Despite her ex-husband’s perfidy, Fern’s mother made sure Fern still knew the Cox side of the family, so she was the gateway to even more family members.

“Her mother was the kind of woman who, had she known Jerome existed, would have taken him in,” said Reda. “That’s the way she was.”

“That’s what Uncle Ernest said,” Jerome said. “He told me if he’d known I was out there, he would have come and got me … When my dad came back here, he couldn’t tell anyone he’d been married to my mother because he was still married to her mother here. That’s why no one knew about me. All the family didn’t know.”

When he made that first successful visit, he brought with him the photographs his father had given him when he was a small child to show these new members of his family.
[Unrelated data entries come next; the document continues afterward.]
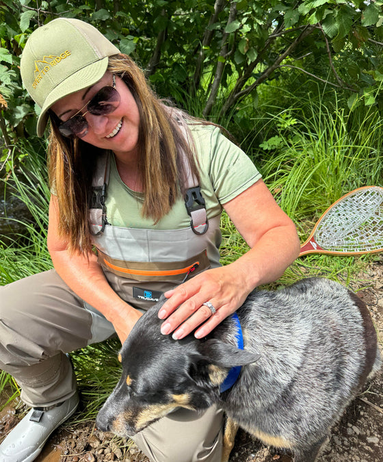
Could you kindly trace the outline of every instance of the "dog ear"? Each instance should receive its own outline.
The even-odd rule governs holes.
[[[217,339],[209,339],[201,342],[199,350],[211,364],[222,368],[233,368],[245,365],[258,361],[260,355],[252,353],[247,350],[239,350],[234,345],[224,343]]]

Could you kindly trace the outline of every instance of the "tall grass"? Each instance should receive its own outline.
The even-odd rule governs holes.
[[[24,162],[16,166],[16,157],[10,161],[9,175],[5,182],[5,203],[10,203],[10,197],[24,204],[28,218],[9,218],[7,207],[4,216],[12,228],[22,225],[23,231],[0,238],[0,285],[52,268],[47,248],[49,189],[44,161],[27,142],[18,146],[18,155]],[[15,227],[20,229],[21,227]]]
[[[308,98],[258,122],[266,133],[261,146],[269,153],[261,162],[263,179],[300,229],[346,192],[382,184],[383,119],[377,112],[360,120],[336,99],[329,107]]]

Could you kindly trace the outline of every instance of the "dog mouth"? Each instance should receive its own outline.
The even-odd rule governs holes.
[[[106,138],[113,138],[117,135],[117,133],[120,131],[120,129],[121,129],[121,127],[122,126],[122,119],[120,120],[120,122],[117,124],[116,126],[116,128],[111,133],[110,133],[109,135],[107,135],[105,136]]]

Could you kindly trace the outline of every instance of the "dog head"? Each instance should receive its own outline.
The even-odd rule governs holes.
[[[157,316],[162,303],[140,318],[122,346],[122,376],[97,415],[100,430],[131,437],[178,407],[207,409],[219,399],[232,367],[258,359],[212,337],[163,335]]]

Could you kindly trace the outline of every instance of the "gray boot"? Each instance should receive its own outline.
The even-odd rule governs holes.
[[[76,410],[77,394],[48,410],[32,408],[0,445],[0,462],[32,462],[52,432]]]

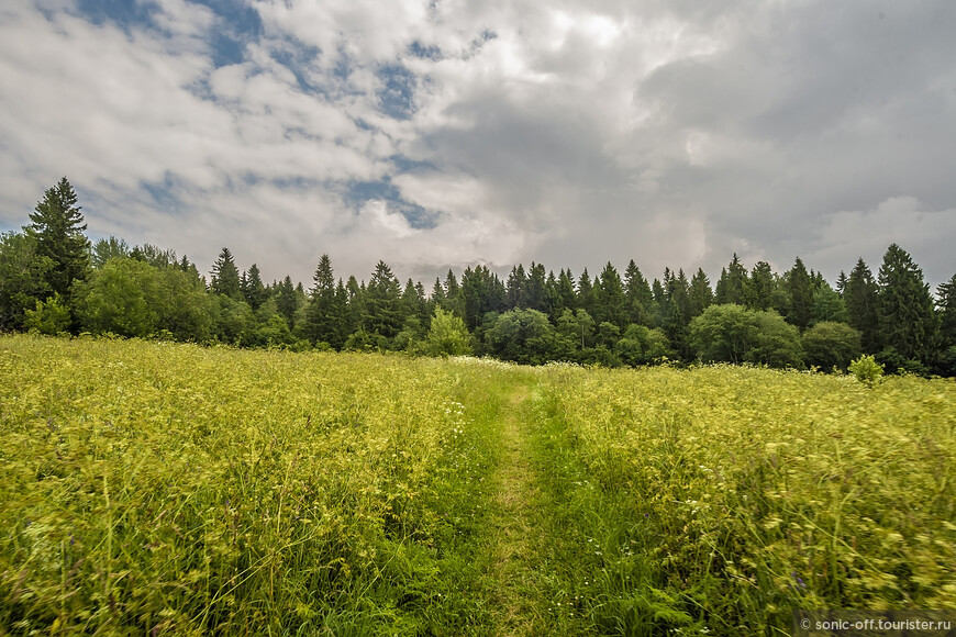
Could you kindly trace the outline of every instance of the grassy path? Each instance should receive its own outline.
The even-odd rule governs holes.
[[[500,420],[501,459],[494,476],[488,538],[498,635],[532,634],[536,614],[533,574],[537,557],[532,510],[537,490],[525,431],[529,395],[526,385],[518,387],[503,405]]]

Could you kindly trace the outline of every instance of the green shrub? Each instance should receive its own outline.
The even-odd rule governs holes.
[[[883,375],[883,366],[877,362],[872,356],[860,356],[849,364],[849,372],[859,382],[872,387]]]

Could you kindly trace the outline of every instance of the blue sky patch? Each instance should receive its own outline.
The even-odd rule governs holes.
[[[415,112],[415,74],[398,64],[386,64],[377,72],[381,112],[396,120],[408,120]]]
[[[397,210],[409,225],[416,230],[429,230],[437,225],[437,213],[430,212],[402,198],[399,189],[386,178],[379,181],[355,181],[345,194],[346,202],[354,209],[362,208],[367,201],[386,201],[389,209]]]

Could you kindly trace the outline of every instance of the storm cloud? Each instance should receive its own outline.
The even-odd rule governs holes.
[[[532,260],[956,271],[956,8],[33,0],[0,9],[0,230],[309,284]]]

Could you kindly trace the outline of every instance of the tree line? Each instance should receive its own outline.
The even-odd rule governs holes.
[[[322,255],[307,290],[266,283],[223,248],[210,277],[186,256],[110,237],[90,243],[63,178],[22,232],[0,235],[0,329],[164,337],[242,347],[492,356],[605,366],[752,362],[845,369],[861,354],[889,371],[956,375],[956,275],[935,299],[900,246],[875,275],[860,258],[835,286],[798,257],[782,273],[736,255],[714,284],[698,269],[648,280],[634,260],[556,275],[486,266],[402,284],[383,261],[336,278]]]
“They were all crying because they had the same pictures I had … I was so surprised,” said Jerome. “I was dying to meet her. She was sitting on her porch, dying to meet me, waiting for me to show up, here in Salem, of all places.”

Fern came to Salem in 1955 when she and her husband, Howard Sowder, moved here with their four children for work at Smith Cabinet Company. Two more children and nearly 40 years would follow before the siblings met.

Keeping tabs
Now, however, Fern and Jerome keep in touch as best as they can.

“Mother can’t stay by herself at home anymore,” said Reda. “She always remembers him, though, and asks about him. It’s always fun for her when he comes.”

“I spend most of my time in Hawaii and Seattle, so it’s hard for me to get to see her, but I came twice and brought the whole family, all the kids and all of us and we had a reunion … I find it hard to see her, being so far away.”

“There’s a distance, but they can still keep in touch,” said Reda.